The collection contains over 21,000 volumes including monographs, serial titles, fine press books, and pamphlets relating to the history of the Trans-Mississippi West.
Subject strengths of the collection include western state histories, Native Americans, western military history, missions and missionaries, early exploration, Custer and the Battle of the Little Big Horn, national parks, western art, and transportation. Highpoints include the specific collecting of western presses, such as the University of Oklahoma press publications, Arthur Clarke publications, and fine press publications from the Grabhorn Press, Book Club of California, and the Sacramento Book Collectors Club.
Michael Harrison organized his collection under broad subject areas (such as Indians), by publisher (such as University of Oklahoma Press), or by format (such as periodical or map). His arrangement on the shelves followed these categories. A special note in each catalog record indicates the historic subject under which Michael Harrison shelved the item.
Example: See Wood, W. Raymond. Karl Bodmer’s studio art. The “Local Subject” is Harrison’s subject “Western Art and Artists.”

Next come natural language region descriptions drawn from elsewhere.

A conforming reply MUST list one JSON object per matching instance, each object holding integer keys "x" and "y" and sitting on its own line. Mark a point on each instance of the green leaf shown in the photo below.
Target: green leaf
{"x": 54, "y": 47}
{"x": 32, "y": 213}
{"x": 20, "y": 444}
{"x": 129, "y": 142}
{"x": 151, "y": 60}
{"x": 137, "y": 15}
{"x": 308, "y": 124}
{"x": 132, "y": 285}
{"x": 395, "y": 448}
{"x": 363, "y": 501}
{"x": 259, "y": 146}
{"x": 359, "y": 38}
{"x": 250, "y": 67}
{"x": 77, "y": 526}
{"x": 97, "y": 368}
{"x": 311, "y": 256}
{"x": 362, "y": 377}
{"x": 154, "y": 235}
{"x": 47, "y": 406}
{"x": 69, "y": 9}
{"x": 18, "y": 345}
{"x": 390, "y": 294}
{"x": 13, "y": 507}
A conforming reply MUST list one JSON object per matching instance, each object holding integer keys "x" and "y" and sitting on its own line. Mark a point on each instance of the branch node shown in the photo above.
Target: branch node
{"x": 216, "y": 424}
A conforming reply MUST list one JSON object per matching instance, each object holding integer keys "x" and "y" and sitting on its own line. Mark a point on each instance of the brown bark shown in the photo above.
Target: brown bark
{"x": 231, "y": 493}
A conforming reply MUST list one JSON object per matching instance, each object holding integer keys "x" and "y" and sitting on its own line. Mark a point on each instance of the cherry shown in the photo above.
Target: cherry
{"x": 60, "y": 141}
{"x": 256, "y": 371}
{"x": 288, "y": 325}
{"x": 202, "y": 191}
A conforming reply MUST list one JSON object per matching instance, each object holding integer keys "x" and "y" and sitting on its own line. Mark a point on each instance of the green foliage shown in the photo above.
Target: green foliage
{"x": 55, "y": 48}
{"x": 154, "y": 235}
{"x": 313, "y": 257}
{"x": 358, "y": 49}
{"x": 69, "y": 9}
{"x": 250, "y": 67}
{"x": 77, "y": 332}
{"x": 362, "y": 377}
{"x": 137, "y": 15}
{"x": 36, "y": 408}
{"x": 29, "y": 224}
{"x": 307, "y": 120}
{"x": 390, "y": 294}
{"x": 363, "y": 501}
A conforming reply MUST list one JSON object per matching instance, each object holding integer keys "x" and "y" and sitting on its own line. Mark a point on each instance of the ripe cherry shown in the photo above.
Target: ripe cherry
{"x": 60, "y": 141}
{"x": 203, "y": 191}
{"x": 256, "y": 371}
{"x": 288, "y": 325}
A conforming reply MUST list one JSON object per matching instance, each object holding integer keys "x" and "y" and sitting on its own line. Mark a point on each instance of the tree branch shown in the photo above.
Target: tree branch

Special treasures of the collection include the spectacular The North American Indian portfolio set by Edward S. Curtis. Issued in a limited edition from 1907 through 1930, the set contains twenty text volumes and twenty elephantine volumes of photogravure plates, documenting the traditional customs and life ways of eighty Indian tribes. The Harrison copy of Mary Austin’s Taos Pueblo (1930) is photographed by Ansel Adams, and is signed both by Austin and Adams with the binding specially designed by Margaret Harrison.
Examples of significant treasures of the collection include:
Michael Harrison tucked photographs, newspaper clippings, correspondence, publishers’ advertisements, and other interesting items into the books that he called his “fallout system,” (because items were likely to fall out when one picked up a book). This ephemeral material provides insights about a particular book.
The fallout material has been moved to acid free folders under the same call number as the book, so as to protect these fragile items. These materials are now called “Accompanying Materials.” To determine if a book has Accompanying Materials, look at a Harrison catalog record. Click on Availability All items. Summary holdings will note “See Accompanying Materials File under call number.”
Mr. Harrison cataloged the collection using his own system, known as the Harrison Peculiar System, creating over 700,000 cards indexing books and articles by author, title, and subjects. His subject card file regularly tracked over 500 different topics. Harrison paid particular attention to indexing western artists and photographers through books and journal articles.